Le gouvernement de François Hollande avait alors sans doute pensé que l’opportunité était grande de remettre la France en première ligne de la diplomatie internationale, en plongeant dague à la main dans l’effroyable nœud gordien du conflit Israélo-Arabe. D’où le projet d’une conférence internationale dont le siège serait à Paris (mais dont les principaux concernés, Israël et les Palestiniens, seraient exclus). Politique arabe oblige – telle qu’instaurée par De Gaulle en 67, et suivie par les gouvernements français successifs – il n’était pas question de laisser la part belle à l’État Juif et bien qu’officiellement alliée d’Israël, ne serait-ce que sur le plan sécuritaire, la France se devait d’appuyer sa conférence par un appel du pied aux pays dont dépend sa fourniture énergétique.
Seulement, nul ne se doutait de la victoire de Donald Trump, et que celle-ci allait entraîner un repositionnement américain en faveur d’Israël, avec, sans doute prochainement, le déplacement de son ambassade de Tel Aviv à Jérusalem, capitale officielle de l’État Hébreu, et des coups de semonce répétés contre la partialité systématique de l’ONU ( l’on se souviendra de la mise en garde de Nikky Haley, nouvellement nommée ambassadrice aux Nations Unies, le 27 janvier, contre l’infâme agenda 7 ).
Il s’agit donc, désormais, d’un authentique rééquilibrage de la position américaine et, par ricochet, de celles prises par l’Europe et la France, dans un conflit qui souffre depuis trop longtemps du deux poids deux mesures en faveur de l’Autorité Palestinienne, rendant de fait impossible toute avancée dans les négociations de paix.
Pourquoi, en effet, les Palestiniens feraient-ils la moindre concession, puisqu’il leur suffisait, jusqu’alors, d’exiger de la communauté internationale pour obtenir?
Obtenir quoi?

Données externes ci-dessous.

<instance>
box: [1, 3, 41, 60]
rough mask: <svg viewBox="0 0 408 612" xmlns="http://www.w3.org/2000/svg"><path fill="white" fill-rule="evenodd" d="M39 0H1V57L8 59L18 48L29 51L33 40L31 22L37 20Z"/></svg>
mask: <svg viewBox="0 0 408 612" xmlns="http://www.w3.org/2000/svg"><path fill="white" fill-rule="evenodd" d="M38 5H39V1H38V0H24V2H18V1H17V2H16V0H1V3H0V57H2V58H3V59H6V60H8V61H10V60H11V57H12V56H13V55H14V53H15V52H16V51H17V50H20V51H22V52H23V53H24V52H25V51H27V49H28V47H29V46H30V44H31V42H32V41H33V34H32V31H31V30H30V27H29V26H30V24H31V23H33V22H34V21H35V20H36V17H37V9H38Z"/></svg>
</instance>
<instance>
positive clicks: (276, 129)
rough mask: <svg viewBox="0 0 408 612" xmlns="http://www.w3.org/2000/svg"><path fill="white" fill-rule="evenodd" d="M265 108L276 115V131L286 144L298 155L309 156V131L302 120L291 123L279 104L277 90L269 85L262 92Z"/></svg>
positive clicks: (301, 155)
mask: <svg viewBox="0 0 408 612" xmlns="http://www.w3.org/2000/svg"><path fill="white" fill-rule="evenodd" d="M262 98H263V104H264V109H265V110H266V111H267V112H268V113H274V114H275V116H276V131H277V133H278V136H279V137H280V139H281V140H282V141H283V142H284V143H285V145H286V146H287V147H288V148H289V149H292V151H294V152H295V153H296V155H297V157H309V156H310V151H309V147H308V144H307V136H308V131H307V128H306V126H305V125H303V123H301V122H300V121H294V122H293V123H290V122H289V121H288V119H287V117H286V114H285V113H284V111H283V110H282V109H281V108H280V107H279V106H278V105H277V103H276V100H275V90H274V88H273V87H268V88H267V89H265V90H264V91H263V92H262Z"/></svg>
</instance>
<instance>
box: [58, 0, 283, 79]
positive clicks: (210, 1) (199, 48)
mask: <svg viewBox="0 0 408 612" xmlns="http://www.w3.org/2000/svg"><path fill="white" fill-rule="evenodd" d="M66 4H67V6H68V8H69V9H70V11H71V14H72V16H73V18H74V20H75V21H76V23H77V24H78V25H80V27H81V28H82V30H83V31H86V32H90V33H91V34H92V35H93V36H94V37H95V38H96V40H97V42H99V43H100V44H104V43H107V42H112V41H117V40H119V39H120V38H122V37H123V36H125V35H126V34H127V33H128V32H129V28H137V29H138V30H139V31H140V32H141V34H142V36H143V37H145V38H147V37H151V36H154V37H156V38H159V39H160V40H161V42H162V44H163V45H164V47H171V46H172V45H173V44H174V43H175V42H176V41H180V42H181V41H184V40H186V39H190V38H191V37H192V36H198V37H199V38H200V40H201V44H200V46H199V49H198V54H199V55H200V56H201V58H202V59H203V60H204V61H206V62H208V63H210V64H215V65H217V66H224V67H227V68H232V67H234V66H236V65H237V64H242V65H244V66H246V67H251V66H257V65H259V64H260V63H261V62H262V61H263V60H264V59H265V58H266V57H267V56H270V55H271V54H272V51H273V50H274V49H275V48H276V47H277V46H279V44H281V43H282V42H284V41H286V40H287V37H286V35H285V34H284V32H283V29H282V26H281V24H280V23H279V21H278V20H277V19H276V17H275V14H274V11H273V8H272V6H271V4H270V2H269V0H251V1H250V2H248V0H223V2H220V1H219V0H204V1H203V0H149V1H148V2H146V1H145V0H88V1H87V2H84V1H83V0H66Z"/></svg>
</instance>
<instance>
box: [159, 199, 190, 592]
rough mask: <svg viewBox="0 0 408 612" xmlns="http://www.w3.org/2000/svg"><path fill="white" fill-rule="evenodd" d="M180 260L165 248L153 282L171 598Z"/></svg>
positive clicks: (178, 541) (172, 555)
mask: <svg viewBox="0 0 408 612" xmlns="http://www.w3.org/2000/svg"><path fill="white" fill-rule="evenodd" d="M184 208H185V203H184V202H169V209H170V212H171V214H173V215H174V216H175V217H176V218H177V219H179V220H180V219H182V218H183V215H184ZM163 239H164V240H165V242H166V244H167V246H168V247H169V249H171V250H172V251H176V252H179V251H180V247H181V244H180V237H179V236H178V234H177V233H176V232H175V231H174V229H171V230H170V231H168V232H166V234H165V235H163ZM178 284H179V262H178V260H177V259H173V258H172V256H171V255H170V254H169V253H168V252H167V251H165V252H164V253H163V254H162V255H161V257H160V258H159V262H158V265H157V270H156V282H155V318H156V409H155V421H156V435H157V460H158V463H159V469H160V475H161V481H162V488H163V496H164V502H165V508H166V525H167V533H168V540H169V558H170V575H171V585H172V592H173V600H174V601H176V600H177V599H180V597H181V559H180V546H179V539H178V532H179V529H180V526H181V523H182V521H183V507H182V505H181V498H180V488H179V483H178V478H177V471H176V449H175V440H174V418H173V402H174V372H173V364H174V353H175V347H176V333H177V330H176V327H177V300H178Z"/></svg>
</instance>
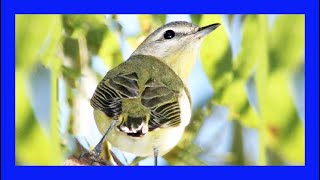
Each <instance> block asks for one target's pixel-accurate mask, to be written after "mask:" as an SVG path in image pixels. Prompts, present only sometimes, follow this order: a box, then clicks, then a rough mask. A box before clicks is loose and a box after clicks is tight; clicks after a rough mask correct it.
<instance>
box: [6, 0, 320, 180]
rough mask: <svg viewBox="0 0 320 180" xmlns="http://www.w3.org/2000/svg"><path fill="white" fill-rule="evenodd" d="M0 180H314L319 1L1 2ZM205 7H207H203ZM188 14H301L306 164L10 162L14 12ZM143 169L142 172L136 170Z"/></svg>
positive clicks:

L’indépendance d’un pays autonome, telle qu’exprimée par leurs déclarations officielles? S’il ne s’agissait que ce cela, Israël aurait depuis longtemps signé en bas de la page. Mais cette conclusion heureuse serait aller dans le sens d’une volontaire populaire palestinienne aux antipodes de celle de ses dirigeants. De l’avis de Bassem Eid, analyste politique et activiste des droits de l’homme palestinien, «L’autorité palestinienne est comme un parti d’opposition. Il lui suffit de critiquer et d’accuser Israël, elle n’a rien d’autre à faire ni à prouver, pour recevoir tout l’appui et tout l’argent dont elle a besoin. Et pendant que la France et l’Europe offrent des médailles à Mahmud Abbas, le peuple palestinien continue à souffrir sous sa dictature.»
Il serait donc temps que la France, et l’Union Européenne, reconnaissent qu’à une table de poker on ne donne pas tous les as au même joueur. Même si celui-ci brandit diverses menaces, y compris celle du recours au terrorisme, avec l’approbation d’une organisation qu’il a depuis longtemps phagocytée.